The High Court held that under the Duomatic principle, the Articles had effectively been amended by the holders of 75% of BWEL's share capital. In particular it was held that:

  • the assent of IoM Co as the holder of the remaining 25% of the shares was not necessary as IoM Co was incapable of exercising those votes (by virtue of having been dissolved); and
  • even if it were necessary to obtain the consent of IoM Co, the fact that R was the beneficial owner of IoM Co and had informally assented to the amendment to the Articles was sufficient in itself to trigger the Duomatic principle.

Comment

Records of decision making

The case highlights the importance of retaining a record of decisions which have been made by the board and shareholders, even in the smallest of companies.

Where a company pursues an action requiring shareholder approval and the shareholders informally sanction, or stand by to allow that action taking place, that company may find itself unwittingly making fundamental changes to its constitution and powers. The uncertainty created by this can leave certain actions of the company then open to challenge by creditors and disgruntled shareholders.

This uncertainty may also create an impression that the company has been poorly managed and that its officers are ignorant of their legal obligations. Ultimately this can ring alarm bells for commercial lenders and contractors and is likely to adversely affect shareholders' negotiating position when making an exit.

Appointment of administrators

Further, when appointing an administrator out of court (as occurred here) it is important to get it right the first time. The rules and authorities which govern this area are strict and challenges to an administrator's appointment can prove costly.

If directors wish to put a company into administration, they must comply with the company's articles (as this case highlights).
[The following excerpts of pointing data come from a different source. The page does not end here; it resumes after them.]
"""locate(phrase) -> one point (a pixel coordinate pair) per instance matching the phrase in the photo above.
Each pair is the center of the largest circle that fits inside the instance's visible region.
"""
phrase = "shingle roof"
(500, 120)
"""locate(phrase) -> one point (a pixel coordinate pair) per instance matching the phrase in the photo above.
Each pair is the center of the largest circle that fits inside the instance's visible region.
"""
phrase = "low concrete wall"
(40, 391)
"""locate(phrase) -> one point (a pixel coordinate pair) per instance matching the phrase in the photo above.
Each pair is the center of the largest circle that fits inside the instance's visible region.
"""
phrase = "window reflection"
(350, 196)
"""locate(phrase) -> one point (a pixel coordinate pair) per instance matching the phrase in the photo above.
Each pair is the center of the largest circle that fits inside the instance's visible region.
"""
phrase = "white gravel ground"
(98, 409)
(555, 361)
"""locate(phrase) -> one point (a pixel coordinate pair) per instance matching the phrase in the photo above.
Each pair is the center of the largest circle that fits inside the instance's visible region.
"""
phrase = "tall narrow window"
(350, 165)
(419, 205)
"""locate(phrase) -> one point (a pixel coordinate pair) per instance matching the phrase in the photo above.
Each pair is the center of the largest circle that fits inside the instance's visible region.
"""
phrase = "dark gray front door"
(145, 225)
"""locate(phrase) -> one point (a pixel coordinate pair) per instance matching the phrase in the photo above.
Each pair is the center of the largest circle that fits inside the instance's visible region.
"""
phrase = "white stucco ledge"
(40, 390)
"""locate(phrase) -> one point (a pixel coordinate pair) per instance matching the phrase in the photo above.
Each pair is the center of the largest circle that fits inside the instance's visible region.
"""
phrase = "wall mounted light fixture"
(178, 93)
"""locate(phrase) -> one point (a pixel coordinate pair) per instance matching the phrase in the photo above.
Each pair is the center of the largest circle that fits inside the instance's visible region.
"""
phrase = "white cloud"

Directors must also correctly give notice of an administration in accordance with the rules, as failure to do so can render appointments invalid.2

If an appointment is subsequently rendered invalid, actions carried out by an administrator whilst in office have no legal standing and the Court may order the appointer to indemnify the appointee for any resulting liability. The Court may be willing to make a retrospective appointment,3 however this is not always the case4 and this method should not be relied upon.

Footnotes

[1] [1969] 2 Ch 365

[2] See Minmar Ltd v Khalastchi and another [2011] EWHC 1159 (Ch).

[3] See Adjei and others v Law for all [ 2011] EWHC 2672 (Ch).

[4] See RE Care Matters Partnership Ltd [ 2011] EWHC 2543 (Ch).